23 Liter heimischer Wein je Erwachsener in Baden-Württemberg produziert

Die Kellermeister in Württemberg und Baden bereiteten aus der Weinmosternte 2013 insgesamt 1,99 Mill. hl Wein. Zum Vergleich: Rein rechnerisch entfallen beim Weinjahrgang 2013 – das sind 199 Mill. Liter Wein – auf jeden der 8,74 Mill. Einwohner4 im Südwesten im Alter von über 18 Jahren knapp 23 Liter Wein. Das entspricht rund 30 Flaschen à 0,75 Liter.

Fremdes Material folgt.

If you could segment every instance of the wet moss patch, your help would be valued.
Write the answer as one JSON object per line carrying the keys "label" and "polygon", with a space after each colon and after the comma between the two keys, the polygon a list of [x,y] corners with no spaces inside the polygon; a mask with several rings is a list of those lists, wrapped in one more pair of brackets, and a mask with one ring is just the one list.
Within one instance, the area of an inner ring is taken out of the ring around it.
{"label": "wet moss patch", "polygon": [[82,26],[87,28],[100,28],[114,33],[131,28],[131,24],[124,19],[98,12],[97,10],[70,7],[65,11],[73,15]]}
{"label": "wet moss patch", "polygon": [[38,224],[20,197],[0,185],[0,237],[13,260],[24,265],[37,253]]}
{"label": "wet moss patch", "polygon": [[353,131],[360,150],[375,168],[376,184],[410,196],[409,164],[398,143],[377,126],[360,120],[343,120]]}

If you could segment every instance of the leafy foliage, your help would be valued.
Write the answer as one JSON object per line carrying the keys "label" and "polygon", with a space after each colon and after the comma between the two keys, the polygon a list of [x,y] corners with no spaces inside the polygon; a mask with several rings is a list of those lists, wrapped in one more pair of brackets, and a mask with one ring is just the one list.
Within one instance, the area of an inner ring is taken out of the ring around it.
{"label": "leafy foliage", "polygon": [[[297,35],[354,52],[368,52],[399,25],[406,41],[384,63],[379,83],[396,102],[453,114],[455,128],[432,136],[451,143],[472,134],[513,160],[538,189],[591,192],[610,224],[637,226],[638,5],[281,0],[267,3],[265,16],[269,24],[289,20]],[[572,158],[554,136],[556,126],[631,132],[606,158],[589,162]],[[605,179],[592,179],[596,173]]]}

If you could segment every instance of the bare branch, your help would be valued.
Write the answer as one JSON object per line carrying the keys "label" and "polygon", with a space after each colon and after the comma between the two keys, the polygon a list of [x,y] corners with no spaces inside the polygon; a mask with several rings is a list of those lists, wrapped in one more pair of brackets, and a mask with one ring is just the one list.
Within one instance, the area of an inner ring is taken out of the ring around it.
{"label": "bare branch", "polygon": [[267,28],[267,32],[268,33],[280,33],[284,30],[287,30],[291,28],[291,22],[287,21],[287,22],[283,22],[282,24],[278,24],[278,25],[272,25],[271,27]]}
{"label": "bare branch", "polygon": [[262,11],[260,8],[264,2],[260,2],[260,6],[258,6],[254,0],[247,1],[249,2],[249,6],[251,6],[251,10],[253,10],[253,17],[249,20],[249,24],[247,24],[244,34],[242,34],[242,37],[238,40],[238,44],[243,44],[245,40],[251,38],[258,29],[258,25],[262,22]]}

In »normalen« Jahren wird ein Fünftel bis ein Viertel der Weinmenge aus heimischer Erzeugung als Prädikatsweine (zum Beispiel Kabinett, Spätlese) vermarktet. Lediglich in herausragenden Spitzenjahrgängen wie 2003 (65 %) und 1997 (40 %) entfallen deutlich größere Anteile auf dieses Segment.

1 Hartmann, Anette: »Württembergischer Trollinger und badischer Spätburgunder«, in: »Statistisches Monatsheft Baden-Württemberg 10/2009«, S. 32 ff.

2 Die Kosten einer Neuanlage belaufen sich auf ca. 25 000 Euro je Hektar. Hinzu kommen etwa 850 Arbeitsstunden für die Erstellung einer Junganlage bis zum 3. Standjahr.

3 Die Kreuzung der Sorten Blaufränkisch und Teinturier du Cher wurde 1970 von der Staatlichen Lehr- und Versuchsanstalt für Wein- und Obstbau in Weinsberg vorgestellt. Der Sortenschutz wurde am 24.01.2001 beim Bundessortenamt bewilligt.

4 Stand: Bevölkerungsfortschreibung zum 31.12.2012 auf Basis des Zensus 2011.